Monday, June 15, 2009

Of outcomes and interests

An event takes place. Obviously, people are affected. Some positively, and some others negatively. What happens thereafter is what is more interesting. Those negatively affected protest, perhaps violently, and offer conspiracy theories challenging the outcome, and sometimes, they go one step further and give reasons for their protests.

Take the Israeli elections that took place a few months back. The outcome was so scattered, with no skew whatsoever, that every party's leader claimed victory, till finally one candidate claimed his victory and held on to it through whatever means. And now, take Iran. People, who are supposed to have elected the leader, are on the streets protesting the result. They claim that opponents and some clerics were imprisoned prior to the polls. And the President rubbishes all claims of unrest, saying that the protests are trivial. People claim that the elections were not free and fair. But how on earth is anyone supposed to know? Remember how Queen Elizabeth became the Queen of England? By imprisoning the dissenting clergymen at the exact time of the elections? Take for instance the massive opposition against globalization that gripped Seattle some years ago. The underlying basis for the protests was that the people cared for the labor exploitation happening in India, China and other developing nations, under the guise of wanting to provide cheaper alternatives to Developed-World manufacturing. But one is tempted to ask whether the reasoning had more to do with protecting endogenous labor and jobs than with protecting the voiceless masses elsewhere in the world.

Take the Kyoto Protocol. The world is marching towards global warming that can hurt all of civilization. And it is now that countries need to take collective efforts to stem the damage. But then, some nations want developing countries to chip in in the effort, not minding the fact that these developing nations are deep on the left side of the growth curve, (relatively speaking), and there has been considerable cumulative damage done by developed countries in the past, as they had forged their development course.

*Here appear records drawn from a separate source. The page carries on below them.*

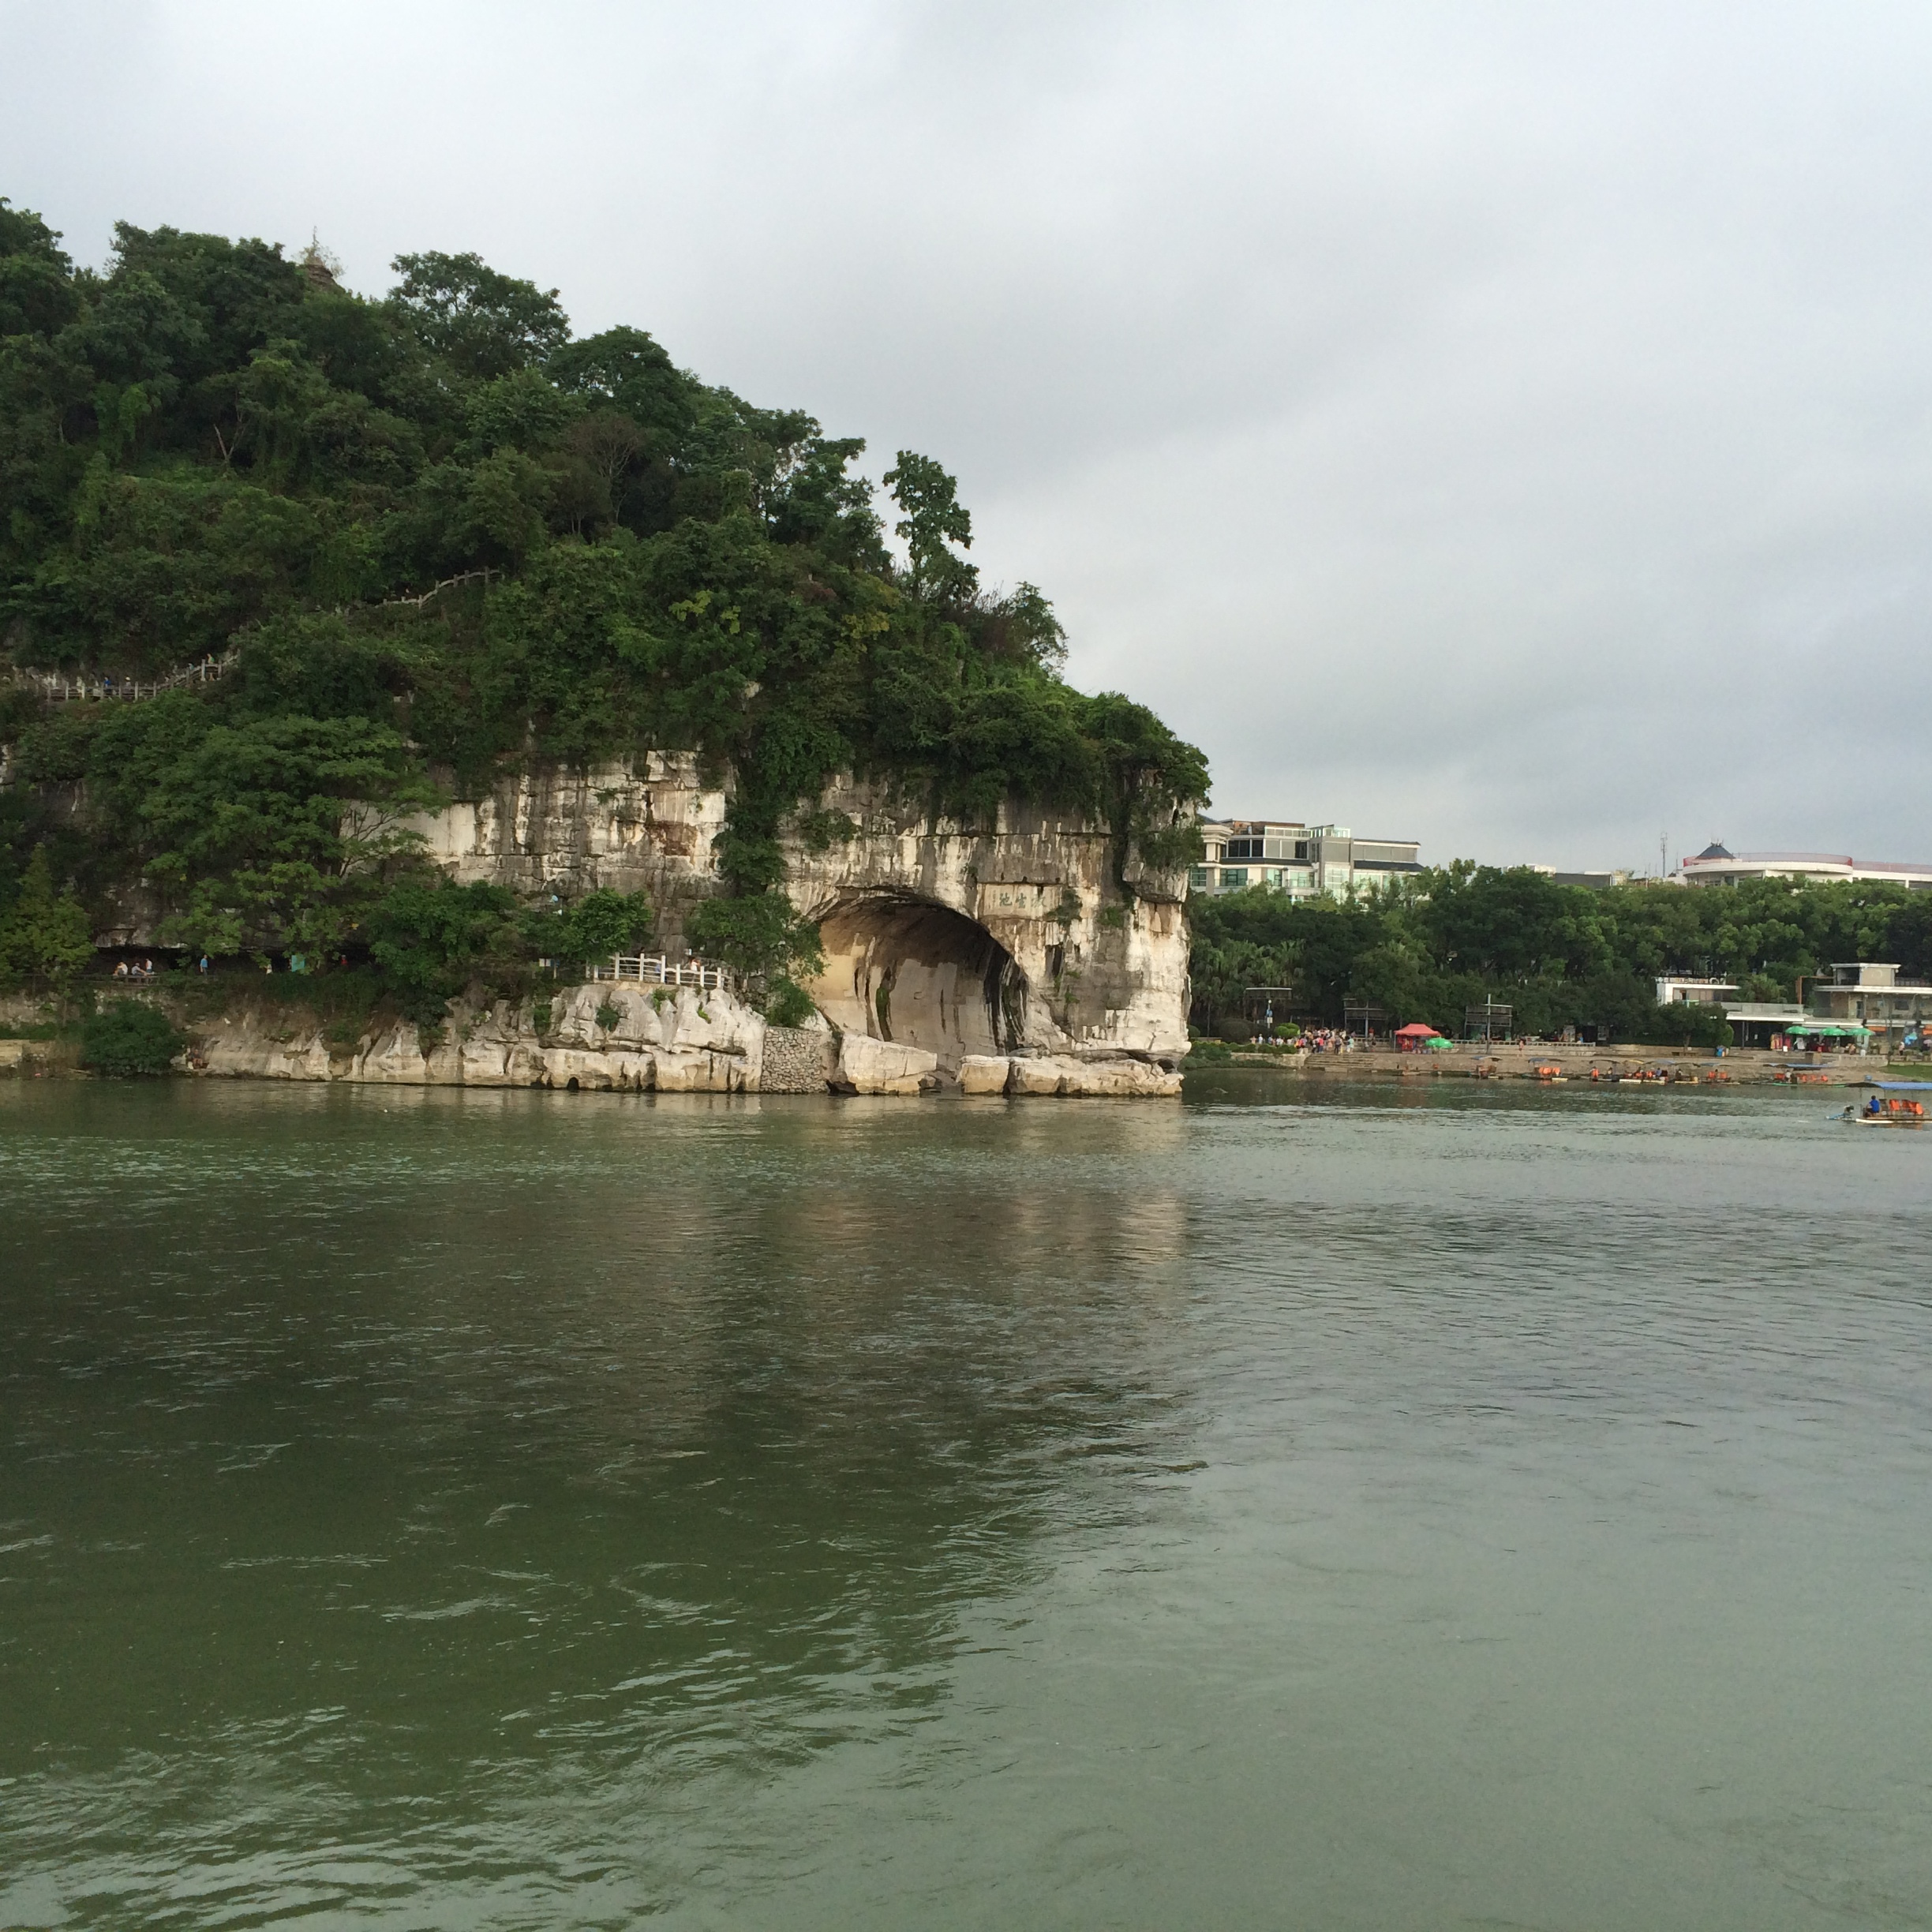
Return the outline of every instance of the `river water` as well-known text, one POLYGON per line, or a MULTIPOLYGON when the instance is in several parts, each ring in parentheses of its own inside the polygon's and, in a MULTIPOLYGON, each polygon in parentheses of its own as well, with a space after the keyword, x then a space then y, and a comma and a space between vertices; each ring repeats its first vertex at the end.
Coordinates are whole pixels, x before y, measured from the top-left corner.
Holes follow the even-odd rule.
POLYGON ((1932 1925, 1932 1133, 0 1086, 0 1926, 1932 1925))

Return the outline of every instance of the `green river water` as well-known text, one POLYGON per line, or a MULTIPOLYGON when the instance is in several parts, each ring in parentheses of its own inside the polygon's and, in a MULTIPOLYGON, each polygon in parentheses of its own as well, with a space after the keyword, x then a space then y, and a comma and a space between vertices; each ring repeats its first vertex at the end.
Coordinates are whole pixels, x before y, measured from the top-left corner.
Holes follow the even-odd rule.
POLYGON ((0 1085, 0 1926, 1932 1926, 1932 1131, 0 1085))

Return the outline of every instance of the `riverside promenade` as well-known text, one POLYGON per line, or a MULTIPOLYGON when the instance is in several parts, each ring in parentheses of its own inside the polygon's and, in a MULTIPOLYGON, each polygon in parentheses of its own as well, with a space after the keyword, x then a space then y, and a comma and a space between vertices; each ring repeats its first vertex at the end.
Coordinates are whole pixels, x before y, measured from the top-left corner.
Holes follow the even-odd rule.
POLYGON ((1357 1047, 1352 1053, 1286 1053, 1271 1048, 1237 1047, 1227 1061, 1197 1064, 1268 1066, 1285 1073, 1324 1080, 1503 1080, 1552 1077, 1537 1069, 1554 1067, 1572 1084, 1612 1085, 1647 1076, 1657 1084, 1764 1086, 1794 1073, 1828 1084, 1854 1080, 1911 1080, 1932 1075, 1926 1061, 1888 1062, 1882 1054, 1770 1053, 1727 1046, 1721 1056, 1697 1046, 1484 1046, 1458 1042, 1440 1053, 1400 1053, 1391 1046, 1357 1047), (1657 1080, 1663 1073, 1664 1080, 1657 1080))

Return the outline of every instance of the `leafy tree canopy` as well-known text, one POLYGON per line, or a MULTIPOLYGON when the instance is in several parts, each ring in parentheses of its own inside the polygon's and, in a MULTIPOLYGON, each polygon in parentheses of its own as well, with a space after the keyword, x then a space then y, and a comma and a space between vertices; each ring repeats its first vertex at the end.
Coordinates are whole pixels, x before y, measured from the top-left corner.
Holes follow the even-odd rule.
POLYGON ((1279 893, 1193 900, 1194 1019, 1239 1016, 1244 989, 1291 986, 1292 1009, 1339 1021, 1346 1001, 1391 1024, 1462 1031, 1496 999, 1519 1031, 1571 1025, 1618 1039, 1694 1043, 1708 1014, 1660 1010, 1667 975, 1728 979, 1745 999, 1794 1001, 1837 960, 1896 960, 1932 979, 1932 894, 1896 886, 1747 880, 1735 889, 1559 886, 1526 867, 1466 861, 1349 903, 1279 893))
MULTIPOLYGON (((888 473, 900 564, 859 439, 642 329, 574 338, 555 290, 474 254, 399 256, 370 299, 318 246, 122 223, 95 274, 59 241, 0 200, 0 656, 230 667, 86 715, 0 705, 17 781, 79 784, 91 814, 28 809, 9 838, 51 842, 84 898, 139 879, 197 947, 326 950, 439 793, 649 749, 735 772, 741 896, 844 770, 934 811, 1091 811, 1123 880, 1136 847, 1187 856, 1200 754, 1063 681, 1051 605, 981 586, 933 459, 888 473)), ((425 984, 462 950, 385 943, 425 984)))

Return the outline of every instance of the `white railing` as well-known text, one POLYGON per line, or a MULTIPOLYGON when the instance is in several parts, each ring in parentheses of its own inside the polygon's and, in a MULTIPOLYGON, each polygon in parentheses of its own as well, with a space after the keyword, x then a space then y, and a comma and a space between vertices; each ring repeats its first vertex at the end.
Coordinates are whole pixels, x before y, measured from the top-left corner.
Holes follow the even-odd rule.
POLYGON ((465 571, 460 576, 445 577, 440 584, 432 584, 421 597, 386 597, 376 606, 377 610, 421 610, 433 603, 445 590, 454 590, 459 584, 480 583, 488 590, 492 577, 500 577, 500 570, 465 571))
POLYGON ((99 671, 16 671, 9 681, 37 691, 56 703, 80 698, 159 698, 163 691, 179 691, 184 684, 212 684, 234 661, 235 654, 230 651, 223 657, 183 665, 158 678, 110 677, 99 671))
MULTIPOLYGON (((480 583, 487 590, 492 580, 502 575, 500 570, 464 571, 460 575, 445 577, 440 583, 431 585, 421 597, 391 597, 373 608, 423 610, 445 590, 468 583, 480 583)), ((350 608, 339 606, 338 614, 345 613, 350 608)), ((197 663, 182 665, 158 678, 115 677, 104 671, 15 671, 6 682, 38 691, 42 697, 57 704, 77 700, 99 702, 110 698, 159 698, 163 691, 179 691, 185 684, 212 684, 224 672, 234 668, 235 655, 232 650, 225 651, 219 657, 204 657, 197 663)))
POLYGON ((644 986, 715 987, 722 993, 731 975, 713 960, 666 959, 661 953, 614 954, 608 964, 593 964, 593 979, 634 979, 644 986))

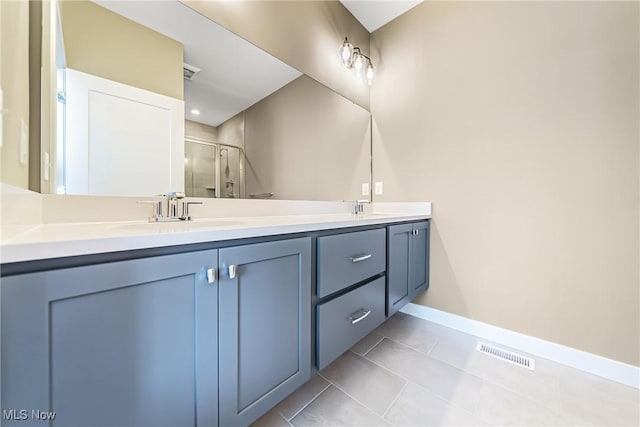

So, who pays for that damage? Back then, the so called steamrollers of development (India and China) were nobodies who could do nothing but look on as the world environment deteriorated. But now, that these countries have some cash on hand, isn't it wrong to force them to chip in towards paying for correcting the cumulative environmental damage done thus far? Taking an extreme analogy, I can perhaps quote reparations after World Wars - the debilitated nations were forced to further pay for damages caused by her intentions thanks to the World War. For the benefit of all the players and to prevent the situation from hitting a stale mate or a roadblock, a more equitable proposition is thus required.